Research Center, Ste-Justine Hospital, Montreal, QC, Canada.
UMR 1018, INSERM, CESP, Paris-Saclay University Faculty of Medicine, Paul-Brousse Hospital, Villejuif, France.
Front Immunol. 2020 Apr 7;11:608. doi: 10.3389/fimmu.2020.00608. eCollection 2020.

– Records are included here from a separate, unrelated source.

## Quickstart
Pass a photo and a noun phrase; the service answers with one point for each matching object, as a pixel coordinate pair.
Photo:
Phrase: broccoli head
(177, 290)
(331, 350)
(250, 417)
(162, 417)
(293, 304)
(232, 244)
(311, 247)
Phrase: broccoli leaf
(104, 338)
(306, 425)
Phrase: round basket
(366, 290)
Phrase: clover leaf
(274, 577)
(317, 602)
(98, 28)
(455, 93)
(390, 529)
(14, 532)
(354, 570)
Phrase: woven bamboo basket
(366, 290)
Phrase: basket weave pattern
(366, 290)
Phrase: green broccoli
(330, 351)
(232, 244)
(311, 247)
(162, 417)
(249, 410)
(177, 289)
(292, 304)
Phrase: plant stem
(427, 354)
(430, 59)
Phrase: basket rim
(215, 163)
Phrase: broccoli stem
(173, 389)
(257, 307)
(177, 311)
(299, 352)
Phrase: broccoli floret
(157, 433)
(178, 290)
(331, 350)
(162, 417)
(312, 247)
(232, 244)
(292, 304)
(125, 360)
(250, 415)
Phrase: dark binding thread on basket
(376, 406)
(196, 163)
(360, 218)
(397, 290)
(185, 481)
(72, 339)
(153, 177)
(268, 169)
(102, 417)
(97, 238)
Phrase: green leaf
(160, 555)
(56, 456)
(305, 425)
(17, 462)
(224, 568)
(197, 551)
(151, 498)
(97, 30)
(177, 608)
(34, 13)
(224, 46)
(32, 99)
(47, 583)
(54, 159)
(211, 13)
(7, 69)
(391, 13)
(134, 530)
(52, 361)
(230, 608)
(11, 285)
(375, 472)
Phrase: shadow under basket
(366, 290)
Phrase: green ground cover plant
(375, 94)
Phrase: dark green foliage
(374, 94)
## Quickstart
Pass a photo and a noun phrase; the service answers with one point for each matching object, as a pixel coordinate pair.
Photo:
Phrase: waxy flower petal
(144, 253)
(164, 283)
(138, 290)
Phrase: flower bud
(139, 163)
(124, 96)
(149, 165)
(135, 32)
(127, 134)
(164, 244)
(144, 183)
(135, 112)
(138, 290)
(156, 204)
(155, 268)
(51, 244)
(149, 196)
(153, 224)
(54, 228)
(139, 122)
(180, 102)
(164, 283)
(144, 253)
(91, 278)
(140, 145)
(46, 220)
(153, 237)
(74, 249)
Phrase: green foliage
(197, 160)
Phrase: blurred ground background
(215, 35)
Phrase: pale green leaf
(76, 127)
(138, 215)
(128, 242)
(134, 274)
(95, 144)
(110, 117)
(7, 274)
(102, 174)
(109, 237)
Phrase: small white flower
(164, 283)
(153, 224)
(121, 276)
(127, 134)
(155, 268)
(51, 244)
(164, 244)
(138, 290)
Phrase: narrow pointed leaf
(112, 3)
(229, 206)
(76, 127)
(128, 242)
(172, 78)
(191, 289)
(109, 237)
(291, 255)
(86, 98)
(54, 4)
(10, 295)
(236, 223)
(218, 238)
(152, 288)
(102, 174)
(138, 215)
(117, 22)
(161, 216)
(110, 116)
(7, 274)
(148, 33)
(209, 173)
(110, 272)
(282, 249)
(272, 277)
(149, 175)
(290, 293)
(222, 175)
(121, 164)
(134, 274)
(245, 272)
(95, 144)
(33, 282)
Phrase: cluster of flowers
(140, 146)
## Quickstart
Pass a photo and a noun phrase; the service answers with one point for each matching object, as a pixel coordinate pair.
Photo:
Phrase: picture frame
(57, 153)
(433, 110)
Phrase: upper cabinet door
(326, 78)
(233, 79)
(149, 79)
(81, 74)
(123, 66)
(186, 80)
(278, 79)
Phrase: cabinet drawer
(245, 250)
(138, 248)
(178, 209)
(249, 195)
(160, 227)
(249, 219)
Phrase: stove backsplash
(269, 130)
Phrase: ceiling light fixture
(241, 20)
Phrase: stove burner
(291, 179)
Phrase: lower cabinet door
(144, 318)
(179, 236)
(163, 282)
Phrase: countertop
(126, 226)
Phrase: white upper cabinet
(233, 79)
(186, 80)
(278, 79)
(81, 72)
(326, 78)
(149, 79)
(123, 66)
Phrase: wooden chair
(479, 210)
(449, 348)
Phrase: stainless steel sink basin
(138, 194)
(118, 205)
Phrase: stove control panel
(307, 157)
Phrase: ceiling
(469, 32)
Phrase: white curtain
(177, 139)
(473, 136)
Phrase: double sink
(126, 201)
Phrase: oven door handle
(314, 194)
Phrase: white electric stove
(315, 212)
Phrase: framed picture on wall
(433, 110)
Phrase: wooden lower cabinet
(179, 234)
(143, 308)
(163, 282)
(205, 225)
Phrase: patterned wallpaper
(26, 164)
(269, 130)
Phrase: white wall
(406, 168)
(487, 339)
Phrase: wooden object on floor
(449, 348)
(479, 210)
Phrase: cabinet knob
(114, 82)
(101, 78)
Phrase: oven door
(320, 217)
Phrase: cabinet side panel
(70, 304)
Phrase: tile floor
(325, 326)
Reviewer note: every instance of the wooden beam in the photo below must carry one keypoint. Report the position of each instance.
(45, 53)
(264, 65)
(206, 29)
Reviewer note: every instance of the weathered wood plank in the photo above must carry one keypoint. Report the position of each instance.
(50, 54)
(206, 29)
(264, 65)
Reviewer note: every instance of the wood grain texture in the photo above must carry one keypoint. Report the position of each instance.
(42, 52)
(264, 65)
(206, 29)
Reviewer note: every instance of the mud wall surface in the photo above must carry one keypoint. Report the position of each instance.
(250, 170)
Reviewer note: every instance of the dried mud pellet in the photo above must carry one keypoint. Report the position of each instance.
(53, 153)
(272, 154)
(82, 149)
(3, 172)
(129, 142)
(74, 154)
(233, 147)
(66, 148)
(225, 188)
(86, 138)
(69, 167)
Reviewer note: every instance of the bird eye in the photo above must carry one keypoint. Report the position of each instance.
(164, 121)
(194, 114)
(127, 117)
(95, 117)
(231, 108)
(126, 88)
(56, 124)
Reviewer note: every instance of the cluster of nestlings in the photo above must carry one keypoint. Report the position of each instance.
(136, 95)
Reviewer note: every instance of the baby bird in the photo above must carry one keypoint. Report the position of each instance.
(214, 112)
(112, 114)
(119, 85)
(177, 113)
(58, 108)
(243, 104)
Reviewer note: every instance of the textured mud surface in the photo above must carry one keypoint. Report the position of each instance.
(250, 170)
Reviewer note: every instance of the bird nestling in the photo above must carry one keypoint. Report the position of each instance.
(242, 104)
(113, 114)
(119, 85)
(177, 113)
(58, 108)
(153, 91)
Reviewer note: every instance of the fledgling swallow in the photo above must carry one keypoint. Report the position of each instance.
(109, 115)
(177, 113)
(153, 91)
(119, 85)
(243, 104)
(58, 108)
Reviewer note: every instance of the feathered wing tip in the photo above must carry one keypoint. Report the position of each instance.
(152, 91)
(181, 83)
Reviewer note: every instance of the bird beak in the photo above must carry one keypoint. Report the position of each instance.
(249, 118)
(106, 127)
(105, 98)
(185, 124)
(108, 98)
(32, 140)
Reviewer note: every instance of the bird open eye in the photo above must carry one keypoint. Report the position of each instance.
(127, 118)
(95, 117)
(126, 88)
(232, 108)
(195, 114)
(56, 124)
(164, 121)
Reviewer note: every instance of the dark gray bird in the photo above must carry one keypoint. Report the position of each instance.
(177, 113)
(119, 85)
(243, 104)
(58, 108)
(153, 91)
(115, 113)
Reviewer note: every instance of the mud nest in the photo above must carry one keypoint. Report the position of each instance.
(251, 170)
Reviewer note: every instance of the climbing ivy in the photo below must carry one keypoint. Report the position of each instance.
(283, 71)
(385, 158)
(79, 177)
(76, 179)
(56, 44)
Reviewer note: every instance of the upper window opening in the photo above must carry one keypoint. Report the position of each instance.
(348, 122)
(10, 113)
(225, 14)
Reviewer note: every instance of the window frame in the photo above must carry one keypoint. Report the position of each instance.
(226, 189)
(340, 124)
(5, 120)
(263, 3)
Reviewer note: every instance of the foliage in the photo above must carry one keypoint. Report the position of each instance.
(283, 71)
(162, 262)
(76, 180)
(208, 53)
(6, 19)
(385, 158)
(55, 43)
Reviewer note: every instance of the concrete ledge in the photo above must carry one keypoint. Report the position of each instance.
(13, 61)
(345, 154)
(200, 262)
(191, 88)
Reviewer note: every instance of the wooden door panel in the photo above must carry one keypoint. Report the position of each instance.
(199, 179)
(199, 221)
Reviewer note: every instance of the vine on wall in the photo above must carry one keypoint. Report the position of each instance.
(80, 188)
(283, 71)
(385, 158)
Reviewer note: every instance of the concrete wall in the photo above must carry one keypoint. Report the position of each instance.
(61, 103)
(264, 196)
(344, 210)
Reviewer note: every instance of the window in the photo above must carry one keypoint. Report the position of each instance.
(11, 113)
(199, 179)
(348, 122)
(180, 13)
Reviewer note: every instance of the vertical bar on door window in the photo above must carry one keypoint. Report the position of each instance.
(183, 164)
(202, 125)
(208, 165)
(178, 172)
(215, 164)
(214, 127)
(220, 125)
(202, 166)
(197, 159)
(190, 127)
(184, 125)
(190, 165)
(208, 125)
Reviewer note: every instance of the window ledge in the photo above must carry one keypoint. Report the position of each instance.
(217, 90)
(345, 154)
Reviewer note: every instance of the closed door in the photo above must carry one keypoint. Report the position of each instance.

Predicting immunogenicity for biotherapies using patient and drug-related factors represents nowadays a challenging issue. With the growing ability to collect massive amount of data, machine learning algorithms can provide efficient predictive tools. From the bio-clinical data collected in the multi-cohort of autoimmune diseases treated with biotherapies from the ABIRISK consortium, we evaluated the predictive power of a custom-built random survival forest for predicting the occurrence of anti-drug antibodies. This procedure takes into account the existence of a population composed of immune-reactive and immune-tolerant subjects as well as the existence of a tiny expected proportion of relevant predictive variables. The practical application to the ABIRISK cohort shows that this approach provides a good predictive accuracy that outperforms the classical survival random forest procedure. Moreover, the individual predicted probabilities allow to separate high and low risk group of patients. To our best knowledge, this is the first study to evaluate the use of machine learning procedures to predict biotherapy immunogenicity based on bioclinical information. It seems that such approach may have potential to provide useful information for the clinical practice of stratifying patients before receiving a biotherapy.
使用患者和药物相关因素预测生物疗法的免疫原性是当今的一个具有挑战性的问题。随着收集大量数据的能力不断增强,机器学习算法可以提供有效的预测工具。我们从 ABIRISK 联盟治疗自身免疫性疾病的多队列中收集的生物临床数据中,评估了自定义随机生存森林在预测抗药物抗体发生方面的预测能力。该过程考虑到了由免疫反应性和免疫耐受性受试者组成的人群的存在,以及存在一小部分相关预测变量的预期比例。该方法在 ABIRISK 队列中的实际应用表明,该方法提供了良好的预测准确性,优于经典的生存随机森林方法。此外,个体预测概率可以将患者分为高风险和低风险组。据我们所知,这是第一项基于生物临床信息评估使用机器学习程序预测生物疗法免疫原性的研究。这种方法似乎有可能为生物疗法治疗前对患者进行分层的临床实践提供有用信息。